Sicher in der Arktis

Kanada, Norwegen, Dänemark, Russland und die USA einigen sich auf weltweit größtes Schutzgebiet für Fische. Zumindest bis das Eis ganz schmilzt und sich Fischfang dort lohnt

Freudensprung: Der in der Arktis beheimatete Polardorsch (Boreogadus saida) ist vorerst geschützt Foto: Hinrich Bäsemann/picture alliance

Aus Stockholm Reinhard Wolff

Von einem „historischen Abkommen“ schwärmt Norwegens Außenministerin Ine Eriksen Søreide. Mit der Bewertung als „historisch“ wird auch in Stellungnahmen aus Moskau, Washington und Ottawa nicht gespart. Und das Eigenlob stinkt in diesem Falle nicht. Die fünf Anrainerstaaten der Arktis haben sich nämlich tatsächlich auf ein in doppelter Hinsicht bislang beispielloses Abkommen geeinigt: Noch bevor irgendwelche kommerziellen Fischfangaktivitäten auch nur begonnen haben, werden sie durch ein Moratorium komplett verboten. Und die fragliche Verbotszone wird jetzt das weltweit größte derartige Schutzgebiet.

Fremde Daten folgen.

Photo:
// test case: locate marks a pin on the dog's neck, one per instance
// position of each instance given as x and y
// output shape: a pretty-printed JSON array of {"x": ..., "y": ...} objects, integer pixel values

Es geht um den zentralen Teil des Arktischen Ozeans und dort um eine Meeresfläche von 2,8 Millionen Quadratkilometer, die außerhalb der Territorialgewässer der Anrainerstaaten rund um den Nordpol liegt. Eine Fläche größer als das Mittelmeer. Noch sind weite Teile davon eisbedeckt. Aber in der Arktis schreitet die Erderwärmung fast doppelt so schnell fort wie auf dem restlichen Globus. Und als Folge dieser Entwicklung ist bereits jetzt die Hälfte dieser Meeresfläche zumindest in Teilen der Sommermonate eisfrei. Tendenz schmelzend. Kommerzieller Fischfang wird also bald möglich werden.

Doch den wird es hier nicht geben. Jedenfalls erst einmal nicht in den sechzehn Jahren, auf die sich die „Arctic Five“ Norwegen, Dänemark, Russland, die USA und Kanada mit der EU sowie den Regierungen der großen Fischfangnationen China, Japan, Südkorea und Island am vergangenen Freitag in Washington geeinigt haben. Man verpflichtet sich gegenseitig, Fischfang in den dortigen internationalen Gewässern nicht zuzulassen, um erst einmal Zeit zu haben, das Ökosystem des zentralen Arktischen Ozeans, speziell die Entwicklung der Fischbestände und die Auswirkungen des Klimawandels in aller Ruhe erforschen zu können. Man vermutet, größere Bestände des Polardorschs dort zu finden. „Doch ansonsten weiß man bislang sehr wenig“, betont David Benton, Fischfangexperte und Mitglied der US Arctic Research Commission-“.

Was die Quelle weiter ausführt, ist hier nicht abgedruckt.